I attended a handful of gallery openings on Saturday evening in the general environs of what one might perhaps start calling West Bushridge, or Greater Ridgewick, or Wilshridge, or Wilckwood, or with a fair amount of L-tenuated stretch—and maybe comely gravitas—Jekalb’s Morgue.
Or should one tend rather toward the goofy than the grave, Bill’s Bushwood might be an insertable fit, a proper nominal straddling of sundry properties from just west of Johnson to the northeast tip of Himrod.
Puns on some names have been ripe for some time.

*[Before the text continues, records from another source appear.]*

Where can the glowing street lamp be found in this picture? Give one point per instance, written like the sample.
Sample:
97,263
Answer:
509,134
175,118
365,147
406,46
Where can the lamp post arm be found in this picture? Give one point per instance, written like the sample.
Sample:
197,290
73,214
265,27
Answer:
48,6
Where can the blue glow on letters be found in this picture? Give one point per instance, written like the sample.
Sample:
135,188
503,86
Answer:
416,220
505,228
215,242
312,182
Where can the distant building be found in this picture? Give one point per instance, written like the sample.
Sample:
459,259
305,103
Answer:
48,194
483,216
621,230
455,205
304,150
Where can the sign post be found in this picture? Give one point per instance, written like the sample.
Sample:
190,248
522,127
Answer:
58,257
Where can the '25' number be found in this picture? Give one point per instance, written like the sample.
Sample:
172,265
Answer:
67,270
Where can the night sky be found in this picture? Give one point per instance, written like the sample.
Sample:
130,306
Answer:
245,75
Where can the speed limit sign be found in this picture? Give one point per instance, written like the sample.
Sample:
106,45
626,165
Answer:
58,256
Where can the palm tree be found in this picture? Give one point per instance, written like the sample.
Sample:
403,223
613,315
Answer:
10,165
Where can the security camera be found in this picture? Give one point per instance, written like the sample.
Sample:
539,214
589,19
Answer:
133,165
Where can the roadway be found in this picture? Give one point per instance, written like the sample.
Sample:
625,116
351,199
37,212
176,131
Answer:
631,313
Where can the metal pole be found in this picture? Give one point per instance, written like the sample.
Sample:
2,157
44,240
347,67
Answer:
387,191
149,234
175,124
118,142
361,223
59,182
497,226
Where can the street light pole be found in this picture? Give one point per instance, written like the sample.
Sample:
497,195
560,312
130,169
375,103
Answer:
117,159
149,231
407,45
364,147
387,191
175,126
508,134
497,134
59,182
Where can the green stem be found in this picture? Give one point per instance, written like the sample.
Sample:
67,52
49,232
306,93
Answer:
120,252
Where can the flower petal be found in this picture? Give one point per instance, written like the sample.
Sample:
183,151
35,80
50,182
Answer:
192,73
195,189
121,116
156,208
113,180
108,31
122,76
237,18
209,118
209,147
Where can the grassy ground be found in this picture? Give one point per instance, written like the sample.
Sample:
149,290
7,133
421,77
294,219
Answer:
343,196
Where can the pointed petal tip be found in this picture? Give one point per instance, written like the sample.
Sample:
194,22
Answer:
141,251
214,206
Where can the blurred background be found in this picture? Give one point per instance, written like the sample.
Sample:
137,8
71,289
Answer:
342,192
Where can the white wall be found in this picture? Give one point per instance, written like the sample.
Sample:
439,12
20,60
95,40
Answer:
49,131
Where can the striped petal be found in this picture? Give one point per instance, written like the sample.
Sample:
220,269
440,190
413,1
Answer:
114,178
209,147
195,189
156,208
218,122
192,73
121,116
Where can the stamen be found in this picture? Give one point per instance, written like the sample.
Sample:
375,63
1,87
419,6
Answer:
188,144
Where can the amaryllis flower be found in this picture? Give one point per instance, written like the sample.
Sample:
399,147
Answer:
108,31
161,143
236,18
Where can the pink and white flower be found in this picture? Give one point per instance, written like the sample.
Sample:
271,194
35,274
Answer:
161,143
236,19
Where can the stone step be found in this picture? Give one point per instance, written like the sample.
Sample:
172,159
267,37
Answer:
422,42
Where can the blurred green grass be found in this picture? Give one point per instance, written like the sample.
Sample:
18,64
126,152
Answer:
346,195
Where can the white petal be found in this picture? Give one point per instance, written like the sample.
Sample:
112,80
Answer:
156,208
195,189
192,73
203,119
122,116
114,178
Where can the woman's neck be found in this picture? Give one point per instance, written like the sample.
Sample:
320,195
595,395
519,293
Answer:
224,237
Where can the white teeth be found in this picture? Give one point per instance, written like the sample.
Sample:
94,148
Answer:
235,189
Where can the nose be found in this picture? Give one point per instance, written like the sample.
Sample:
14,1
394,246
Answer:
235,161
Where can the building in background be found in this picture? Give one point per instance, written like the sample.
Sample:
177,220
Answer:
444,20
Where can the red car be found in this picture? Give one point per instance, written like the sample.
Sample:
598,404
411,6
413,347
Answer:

Anyway, the hell. Border disputes. Facts on grounds. While condos and their ilk will eventually be crammed into all available nooks all the same. And the produce selection at Associated Supermarket will continue to improve, diversify, inflate.
Wait, how about Flushing Saddlestraps? That’s fetching. Call it that. It rings a bit equestrian, a bit anachronistic, a bit Downton Abbey, a bit…
Whatever. All extant names are fine enough as they stand, not least given their broader county-spanning monikers pertaining to Kings and Queens.
So, onward. The evening’s saunters carried on from East Williamsburg to Ridgewood, then terminated in Bushwick. And they began with an encounter with a discarded, or perhaps defeated, post-Alf-ine gargantoid, an androidal Shrek of sorts, a Voltron reject. They then led to openings at Slag Contemporary and Interstate Projects at 56 Bogart, then out to a space-christening exhibit and reception at Parallel Art Space. The visits ended later on with a final encounter of a much more somber sort, one with two rooms displaying Andrew Hurst’s newest array of mystique-steeped artworks at English Kills. I’ll have more to say about this latter exhibit later this week.
For now, below are some images from all above-mentioned spaces. All glimpsed in the zones of these devil-may-name-them places.
- One of the evening’s more piquant talking points was Narcissister’s performance at Interstate Projects, which did ultimately feature an endo-cum-exo-vaginal answering of a cellphone. That aside, it was also a performative coup that merged flawlessly the amusing with the haunting, the political with the erotic, the Venus-of-Willendorfian with the pole-less pole-dance-like. One’s greater ponderings were of the masks, which sent shudders.